The case of Irene Bellefeuille: Terminating a power of attorney

  • March 13, 2019
  • Kavina Nagrani

The recent Ontario Superior Court of Justice decision in Bellefeuille v Bellefeuille, 2018 ONSC 6802, provides useful guidance as to the circumstances in which a court may terminate an individual’s power of attorney and is an important reminder that simply substituting one’s own decision-making analysis over another’s finances is not what the law expects of an attorney for property. It is much more.

Background

Bellefeuille involved competing applications brought by two children of Irene Bellefeuille. At the time of the applications, Irene was 91 and suffered from dementia and Alzheimer’s disease.

Jacqueline Bellefeuille, Irene’s attorney for property since 2005, sought an order to determine her mother’s living arrangements. Jacqueline wished to relocate Irene to Jacqueline’s residence in Kitchener.
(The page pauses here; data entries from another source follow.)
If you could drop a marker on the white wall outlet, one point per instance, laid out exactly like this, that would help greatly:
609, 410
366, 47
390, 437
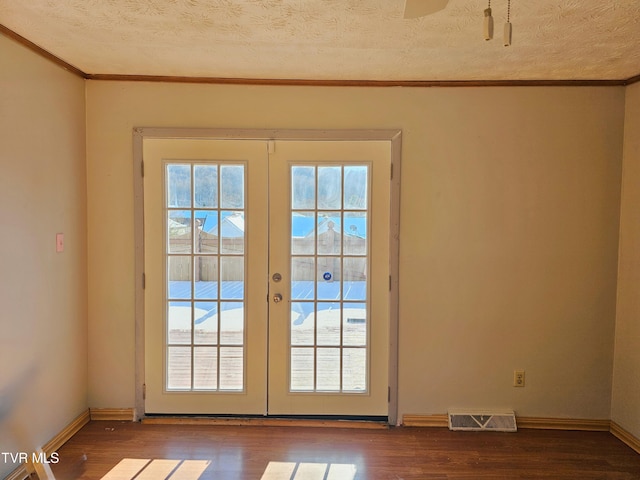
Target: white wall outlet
59, 242
518, 378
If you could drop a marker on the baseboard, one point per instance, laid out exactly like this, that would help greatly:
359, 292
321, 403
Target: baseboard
262, 422
625, 437
54, 444
581, 424
19, 473
522, 422
425, 420
124, 414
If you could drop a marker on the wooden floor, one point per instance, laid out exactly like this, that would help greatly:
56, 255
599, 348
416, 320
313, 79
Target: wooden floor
310, 453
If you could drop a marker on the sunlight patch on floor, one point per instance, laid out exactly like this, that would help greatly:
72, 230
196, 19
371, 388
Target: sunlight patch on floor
309, 471
147, 469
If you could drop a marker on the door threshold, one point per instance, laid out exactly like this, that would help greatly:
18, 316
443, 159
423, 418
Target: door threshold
373, 422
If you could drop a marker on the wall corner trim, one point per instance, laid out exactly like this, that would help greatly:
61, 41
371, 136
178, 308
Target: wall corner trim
52, 445
625, 436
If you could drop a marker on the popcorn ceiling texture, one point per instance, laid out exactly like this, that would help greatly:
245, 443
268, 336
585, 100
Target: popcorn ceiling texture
334, 39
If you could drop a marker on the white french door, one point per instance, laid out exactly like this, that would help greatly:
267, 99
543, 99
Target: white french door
267, 277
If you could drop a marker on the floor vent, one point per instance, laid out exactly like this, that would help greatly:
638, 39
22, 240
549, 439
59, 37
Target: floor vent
482, 421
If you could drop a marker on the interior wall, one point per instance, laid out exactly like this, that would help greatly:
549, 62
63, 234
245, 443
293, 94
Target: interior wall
626, 379
508, 237
43, 318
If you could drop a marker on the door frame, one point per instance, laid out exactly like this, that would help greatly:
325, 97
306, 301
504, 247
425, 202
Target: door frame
393, 136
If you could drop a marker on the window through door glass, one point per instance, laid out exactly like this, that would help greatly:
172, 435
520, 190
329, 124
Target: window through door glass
205, 276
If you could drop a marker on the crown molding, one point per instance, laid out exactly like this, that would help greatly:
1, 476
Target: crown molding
41, 51
307, 82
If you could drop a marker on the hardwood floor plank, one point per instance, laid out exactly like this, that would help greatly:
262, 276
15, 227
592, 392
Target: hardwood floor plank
243, 452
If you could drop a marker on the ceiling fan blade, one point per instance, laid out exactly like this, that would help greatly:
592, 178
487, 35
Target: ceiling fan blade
420, 8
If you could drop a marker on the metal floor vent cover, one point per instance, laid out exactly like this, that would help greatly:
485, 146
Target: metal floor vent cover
482, 421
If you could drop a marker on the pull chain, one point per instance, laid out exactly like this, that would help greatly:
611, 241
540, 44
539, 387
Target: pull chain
507, 26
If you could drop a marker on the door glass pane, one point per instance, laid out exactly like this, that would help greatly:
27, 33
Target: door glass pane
302, 369
328, 375
206, 236
302, 323
205, 270
205, 186
232, 323
355, 233
329, 233
178, 368
328, 281
179, 276
205, 368
354, 369
232, 186
206, 277
329, 262
354, 278
179, 231
354, 324
303, 193
206, 323
179, 323
303, 233
356, 184
232, 232
328, 323
329, 188
178, 185
231, 368
232, 276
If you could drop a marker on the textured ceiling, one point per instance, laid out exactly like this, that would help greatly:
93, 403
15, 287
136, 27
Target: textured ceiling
334, 39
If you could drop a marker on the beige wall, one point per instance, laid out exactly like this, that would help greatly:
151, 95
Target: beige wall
43, 295
625, 409
509, 231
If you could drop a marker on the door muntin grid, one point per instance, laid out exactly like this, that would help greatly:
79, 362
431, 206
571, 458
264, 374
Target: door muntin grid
329, 319
204, 215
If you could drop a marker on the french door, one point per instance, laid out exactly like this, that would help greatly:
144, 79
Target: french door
267, 277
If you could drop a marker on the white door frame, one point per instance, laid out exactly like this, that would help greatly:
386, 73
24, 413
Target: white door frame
394, 136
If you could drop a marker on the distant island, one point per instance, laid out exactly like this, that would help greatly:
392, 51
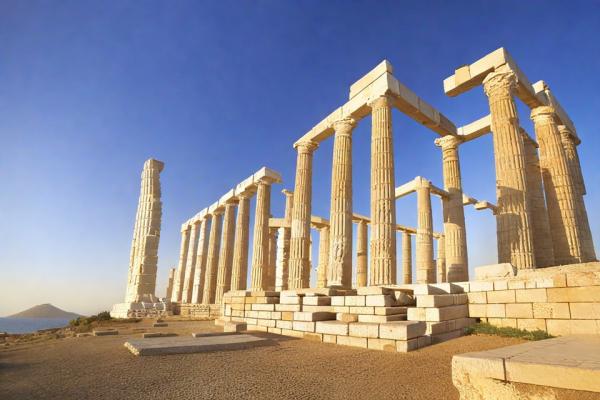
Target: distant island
45, 311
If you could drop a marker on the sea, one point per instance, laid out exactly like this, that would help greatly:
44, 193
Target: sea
28, 325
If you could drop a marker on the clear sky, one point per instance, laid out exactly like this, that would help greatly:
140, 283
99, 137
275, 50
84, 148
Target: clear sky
89, 90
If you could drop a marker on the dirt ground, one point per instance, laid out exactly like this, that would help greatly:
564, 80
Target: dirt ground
287, 368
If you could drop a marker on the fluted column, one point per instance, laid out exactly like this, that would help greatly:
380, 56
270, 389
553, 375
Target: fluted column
383, 201
406, 258
362, 246
299, 271
260, 249
239, 270
424, 245
542, 239
515, 242
457, 263
212, 258
324, 248
226, 252
180, 276
562, 199
201, 255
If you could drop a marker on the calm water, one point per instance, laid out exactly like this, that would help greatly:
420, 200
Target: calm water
25, 325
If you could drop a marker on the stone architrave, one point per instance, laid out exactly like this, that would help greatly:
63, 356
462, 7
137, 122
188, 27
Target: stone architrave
514, 230
382, 270
542, 239
339, 268
424, 244
457, 265
226, 252
362, 246
299, 269
212, 258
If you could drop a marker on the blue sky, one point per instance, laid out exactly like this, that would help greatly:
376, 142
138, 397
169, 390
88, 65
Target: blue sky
89, 90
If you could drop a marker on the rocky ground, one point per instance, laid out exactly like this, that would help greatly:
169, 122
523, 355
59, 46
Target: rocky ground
288, 368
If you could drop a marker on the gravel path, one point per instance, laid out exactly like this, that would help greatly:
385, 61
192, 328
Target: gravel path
101, 368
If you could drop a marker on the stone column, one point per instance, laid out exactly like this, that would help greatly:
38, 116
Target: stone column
226, 253
239, 272
515, 242
457, 263
383, 201
574, 165
212, 258
424, 245
542, 239
339, 268
299, 271
180, 276
260, 250
441, 260
201, 255
562, 199
324, 248
406, 258
362, 246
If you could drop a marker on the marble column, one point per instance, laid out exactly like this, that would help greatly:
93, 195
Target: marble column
424, 243
324, 248
339, 268
406, 258
514, 230
299, 270
212, 258
180, 275
542, 239
562, 199
457, 264
260, 249
239, 272
201, 255
362, 246
226, 253
382, 270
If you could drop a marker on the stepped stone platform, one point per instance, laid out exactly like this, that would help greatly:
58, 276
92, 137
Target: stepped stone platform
568, 362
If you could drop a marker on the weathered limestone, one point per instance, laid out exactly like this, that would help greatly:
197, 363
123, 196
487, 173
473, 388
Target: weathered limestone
362, 247
299, 270
515, 244
542, 239
424, 244
226, 252
324, 248
212, 258
383, 202
339, 269
457, 266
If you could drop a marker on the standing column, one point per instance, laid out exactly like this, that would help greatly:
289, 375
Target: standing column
515, 243
406, 258
201, 255
226, 253
239, 271
568, 142
212, 258
441, 260
299, 271
561, 196
383, 201
425, 265
457, 263
324, 247
180, 276
542, 239
339, 269
260, 250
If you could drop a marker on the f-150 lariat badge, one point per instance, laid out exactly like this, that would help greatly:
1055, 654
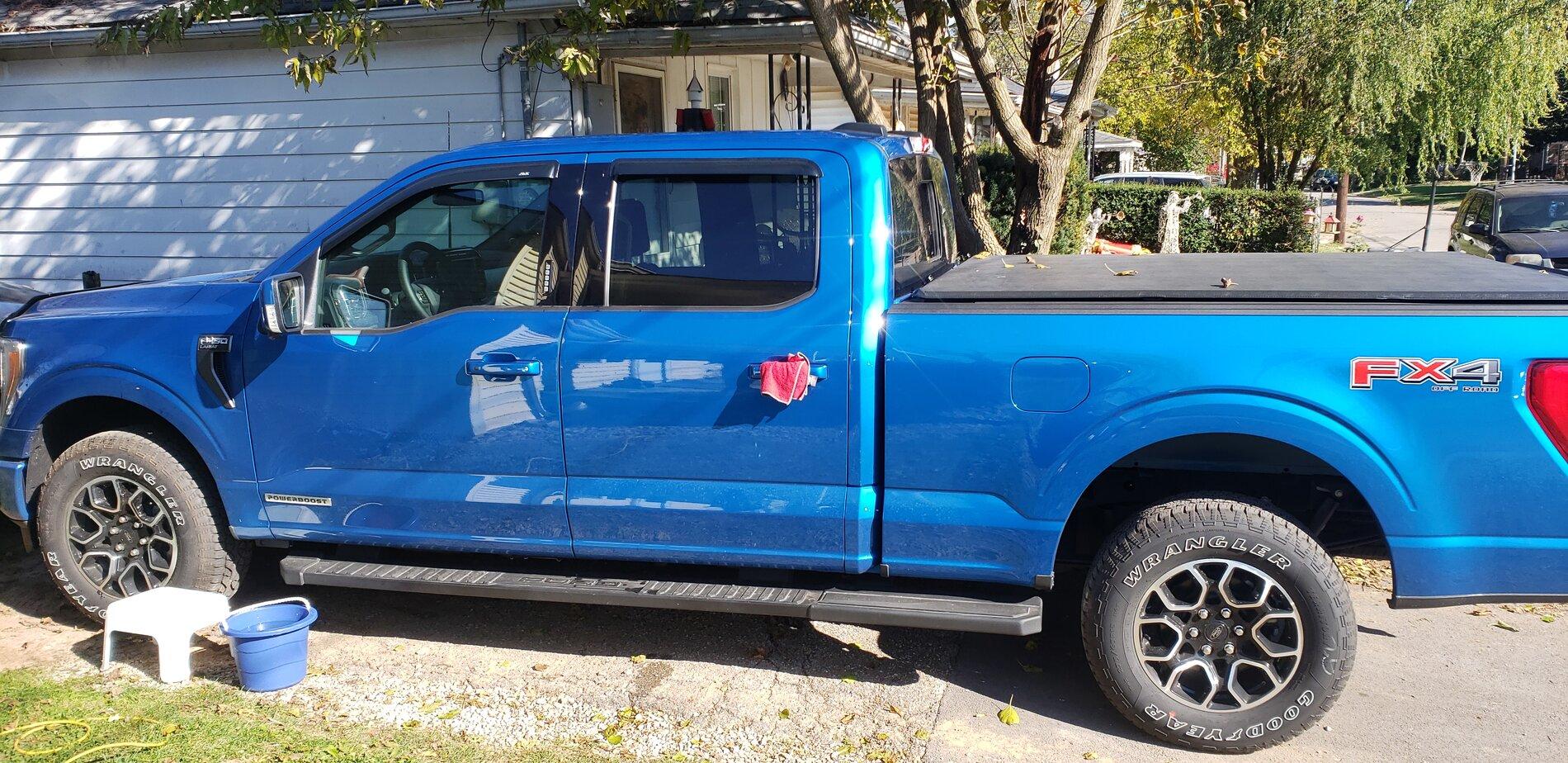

Jerry Bellefeuille, Jacqueline’s brother, concurrently brought an application for an order to remove Jacqueline as the attorney for property and for an order appointing him as guardian of both property and personal care.

Jerry’s position was that Jacqueline had breached her fiduciary duty as power of attorney for property by continuously mismanaging Irene’s finances. Most notably, Jerry accused Jacqueline of appropriating Irene’s money for her own benefit and failing to provide proper records and financial accounting. As such, it was his position that Jacqueline was putting her own interests above Irene’s and that she sought to relocate Irene to curtail the criticism targeted at her in respect of the management of their mother’s financial affairs.

Court’s analysis

The applications were heard by the Hon. Justice Vallee who began by broadly outlining that a power of attorney “is a fiduciary whose powers and duties shall be exercised and performed diligently, with honesty and integrity and in good faith for the incapable person's benefit.”1

The court also emphasized the high bar to terminate a power of attorney. Jerry would have to provide “strong and compelling evidence of misconduct or neglect” on the part of Jacqueline.2 This high standard is appropriate since the courts should be reluctant to overturn the grantor’s choice as to who will act as the substitute decision-maker upon his or her incapacity.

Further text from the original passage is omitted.